Author:
Gary FerlandTitle:
Astrophysics of Gaseous Nebulae and Active Galactic NucleiSecond Edition. Editors:University Science Books, 2005
Gary Ferland is the co-author, with the late Donald Osterbrock of Lick Observatory, of the “Astrophysics of Gaseous Nebulae and Active Galactic Nuclei.” This is the standard graduate text used to train future generations of astronomers in the study of the interstellar medium, the material between the stars. The Earth formed from chemical elements that came from the interstellar medium. When stars die, the elements they created by nuclear process are placed back into the interstellar medium. Astrophysicists have made great progress in understanding how stars create new elements, place them into the interstellar medium when they die, and later, new stars and planets form from this material.

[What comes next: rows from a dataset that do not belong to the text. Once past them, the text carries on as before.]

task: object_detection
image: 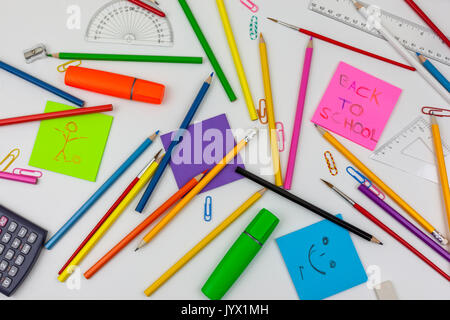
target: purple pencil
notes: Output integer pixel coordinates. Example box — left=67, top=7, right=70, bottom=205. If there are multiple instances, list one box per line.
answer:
left=284, top=37, right=314, bottom=190
left=358, top=184, right=450, bottom=261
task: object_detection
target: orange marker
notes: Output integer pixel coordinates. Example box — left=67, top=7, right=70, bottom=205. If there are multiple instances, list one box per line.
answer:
left=64, top=66, right=165, bottom=104
left=84, top=170, right=206, bottom=279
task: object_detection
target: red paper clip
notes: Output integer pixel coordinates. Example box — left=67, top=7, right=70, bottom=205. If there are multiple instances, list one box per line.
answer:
left=422, top=107, right=450, bottom=117
left=241, top=0, right=258, bottom=13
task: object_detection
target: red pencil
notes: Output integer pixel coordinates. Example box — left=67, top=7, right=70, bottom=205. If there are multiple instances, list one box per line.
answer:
left=267, top=18, right=416, bottom=71
left=321, top=179, right=450, bottom=281
left=58, top=151, right=161, bottom=274
left=0, top=104, right=113, bottom=126
left=405, top=0, right=450, bottom=47
left=128, top=0, right=166, bottom=18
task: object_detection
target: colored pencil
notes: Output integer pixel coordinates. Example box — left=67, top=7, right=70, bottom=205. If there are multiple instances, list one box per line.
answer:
left=45, top=131, right=159, bottom=250
left=236, top=167, right=382, bottom=244
left=352, top=0, right=450, bottom=103
left=405, top=0, right=450, bottom=47
left=178, top=0, right=237, bottom=102
left=128, top=0, right=166, bottom=18
left=144, top=189, right=266, bottom=296
left=136, top=73, right=213, bottom=213
left=431, top=115, right=450, bottom=230
left=58, top=152, right=162, bottom=282
left=0, top=171, right=38, bottom=184
left=284, top=37, right=314, bottom=190
left=259, top=33, right=283, bottom=186
left=315, top=125, right=448, bottom=244
left=84, top=171, right=206, bottom=279
left=416, top=52, right=450, bottom=92
left=216, top=0, right=258, bottom=121
left=267, top=18, right=416, bottom=71
left=0, top=61, right=84, bottom=107
left=48, top=52, right=203, bottom=64
left=322, top=180, right=450, bottom=281
left=136, top=129, right=257, bottom=250
left=358, top=184, right=450, bottom=262
left=0, top=104, right=113, bottom=126
left=58, top=149, right=162, bottom=274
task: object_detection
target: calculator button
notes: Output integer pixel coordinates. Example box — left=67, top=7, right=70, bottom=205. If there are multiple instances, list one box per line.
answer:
left=0, top=260, right=8, bottom=271
left=5, top=249, right=15, bottom=260
left=8, top=266, right=19, bottom=277
left=17, top=227, right=28, bottom=238
left=11, top=238, right=21, bottom=249
left=2, top=232, right=11, bottom=243
left=14, top=255, right=25, bottom=266
left=20, top=243, right=31, bottom=254
left=27, top=232, right=37, bottom=243
left=0, top=216, right=8, bottom=227
left=2, top=278, right=12, bottom=289
left=8, top=221, right=17, bottom=232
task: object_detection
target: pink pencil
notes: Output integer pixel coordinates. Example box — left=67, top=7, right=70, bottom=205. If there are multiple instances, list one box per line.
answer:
left=284, top=37, right=314, bottom=190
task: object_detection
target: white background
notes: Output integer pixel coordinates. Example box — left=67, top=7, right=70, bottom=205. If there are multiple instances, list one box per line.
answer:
left=0, top=0, right=450, bottom=299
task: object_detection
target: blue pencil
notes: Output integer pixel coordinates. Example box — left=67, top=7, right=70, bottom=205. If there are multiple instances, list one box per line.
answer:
left=416, top=52, right=450, bottom=92
left=45, top=131, right=159, bottom=250
left=0, top=61, right=84, bottom=107
left=136, top=73, right=214, bottom=213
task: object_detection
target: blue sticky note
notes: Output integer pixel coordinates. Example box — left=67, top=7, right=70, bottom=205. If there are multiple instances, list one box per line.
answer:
left=277, top=214, right=367, bottom=300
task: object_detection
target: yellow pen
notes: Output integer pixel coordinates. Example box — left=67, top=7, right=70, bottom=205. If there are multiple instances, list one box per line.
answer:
left=216, top=0, right=258, bottom=121
left=259, top=33, right=283, bottom=187
left=315, top=125, right=448, bottom=245
left=58, top=152, right=164, bottom=282
left=144, top=188, right=267, bottom=296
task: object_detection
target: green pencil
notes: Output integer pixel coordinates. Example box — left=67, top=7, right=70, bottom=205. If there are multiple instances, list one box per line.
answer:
left=48, top=52, right=203, bottom=64
left=178, top=0, right=237, bottom=101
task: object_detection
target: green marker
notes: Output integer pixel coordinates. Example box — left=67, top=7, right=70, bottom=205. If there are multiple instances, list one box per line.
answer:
left=202, top=209, right=280, bottom=300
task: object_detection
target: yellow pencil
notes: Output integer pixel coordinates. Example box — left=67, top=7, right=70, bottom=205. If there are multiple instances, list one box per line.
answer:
left=259, top=33, right=283, bottom=187
left=144, top=188, right=267, bottom=296
left=136, top=129, right=257, bottom=250
left=58, top=152, right=164, bottom=282
left=216, top=0, right=258, bottom=121
left=431, top=115, right=450, bottom=230
left=315, top=125, right=448, bottom=244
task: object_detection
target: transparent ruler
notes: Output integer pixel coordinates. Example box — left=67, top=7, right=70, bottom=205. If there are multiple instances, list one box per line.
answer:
left=370, top=116, right=450, bottom=183
left=309, top=0, right=450, bottom=66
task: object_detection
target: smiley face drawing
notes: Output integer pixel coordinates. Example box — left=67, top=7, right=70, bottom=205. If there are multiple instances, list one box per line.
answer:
left=299, top=236, right=336, bottom=280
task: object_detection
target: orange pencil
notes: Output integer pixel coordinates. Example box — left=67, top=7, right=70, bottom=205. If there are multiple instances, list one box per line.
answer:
left=84, top=170, right=207, bottom=279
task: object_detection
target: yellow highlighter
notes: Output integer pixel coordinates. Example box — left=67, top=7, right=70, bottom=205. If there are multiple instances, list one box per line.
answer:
left=58, top=152, right=164, bottom=282
left=431, top=115, right=450, bottom=230
left=144, top=188, right=266, bottom=296
left=259, top=34, right=283, bottom=187
left=216, top=0, right=258, bottom=121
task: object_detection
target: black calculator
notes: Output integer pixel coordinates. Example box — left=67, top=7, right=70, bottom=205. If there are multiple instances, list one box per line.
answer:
left=0, top=205, right=47, bottom=297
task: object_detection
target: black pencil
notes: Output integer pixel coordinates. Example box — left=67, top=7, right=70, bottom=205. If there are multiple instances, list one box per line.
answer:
left=236, top=167, right=382, bottom=244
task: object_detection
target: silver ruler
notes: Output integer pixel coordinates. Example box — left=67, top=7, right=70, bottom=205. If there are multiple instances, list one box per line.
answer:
left=309, top=0, right=450, bottom=66
left=370, top=116, right=450, bottom=183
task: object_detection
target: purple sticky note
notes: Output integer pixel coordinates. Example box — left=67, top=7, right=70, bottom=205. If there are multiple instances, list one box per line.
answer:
left=161, top=114, right=244, bottom=192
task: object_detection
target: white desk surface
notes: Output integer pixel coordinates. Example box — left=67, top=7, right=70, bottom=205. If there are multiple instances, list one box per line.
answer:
left=0, top=0, right=450, bottom=300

Much of the progress, and the update of this book, is the result of discoveries made with new generations of telescopes like the Hubble Space Telescope and large ground-based telescopes around the earth.
Gary Ferland is a professor of physics in the College of Arts and Sciences at the University of Kentucky. He earned his doctorate from the University of Texas at Austin and did postgraduate study at the University of Cambridge. His research focuses on the creation of the chemical elements in the young universe. He is author or co-author of more than 400 publications and has appeared on several lists of the most acknowledged astrophysicists in the world. He is included on the Institute of Science Information’s list of the most highly cited researchers of our time at www.isihighlycited.com.